Automated seizure detection accuracy for ambulatory EEG recordings


To investigate the accuracy of preselected software automatic seizure files to detect at least one seizure per study in prolonged ambulatory EEG recording.


All the prolonged ambulatory EEG recordings (>24 hours) read at the Northwestern Memorial Hospital from January 2013 to October 2017 were included. We selected only the first study of each patient. We reviewed the studies entirely, and processed the recordings through 1 of 3 different detection software that are commercially available (Persyst 11, Persyst 12, and Gotman TM Event Detection). The proportion of patients with at least one electrographic seizure (≥10 seconds) correctly identified by a seizure detector was calculated. Finally, we evaluated whether the type of seizure (focal vs generalized) may affect the chances of being automatically detected.

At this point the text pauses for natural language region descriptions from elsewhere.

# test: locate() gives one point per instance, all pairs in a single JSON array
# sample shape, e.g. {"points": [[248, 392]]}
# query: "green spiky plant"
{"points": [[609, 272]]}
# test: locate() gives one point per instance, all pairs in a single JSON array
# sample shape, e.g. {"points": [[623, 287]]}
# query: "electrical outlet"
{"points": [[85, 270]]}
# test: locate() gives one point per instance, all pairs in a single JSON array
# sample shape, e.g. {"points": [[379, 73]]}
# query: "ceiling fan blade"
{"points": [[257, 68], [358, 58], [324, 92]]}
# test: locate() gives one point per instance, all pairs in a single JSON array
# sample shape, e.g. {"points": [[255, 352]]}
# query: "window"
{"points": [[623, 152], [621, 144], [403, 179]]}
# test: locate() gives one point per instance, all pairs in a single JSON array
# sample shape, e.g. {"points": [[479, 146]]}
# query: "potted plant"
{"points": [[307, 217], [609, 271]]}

We read 1,478 ambulatory EEG studies entirely (2,323 days of EEG recording; average 1.6 d/study). From the first study of each patient (1,257 studies), we found electrographic seizures in 70 (5.6%) studies. In 37 of 70 patients (53%), the automatic detectors correctly identified at least one seizure. Detections happened slightly more frequently in generalized seizures (14/20, 70%) compared to focal seizures (23/50, 46%) (p = 0.06).


Seizures were found in 5.6% of the studies. Automatic seizure detectors identified at least one electrographic seizure in only 53% of the studies. They performed slightly better detecting generalized than focal seizures. Therefore, the review of only automatically selected segments may be of decreased value to identify seizures, in particular when focal seizures are suspected.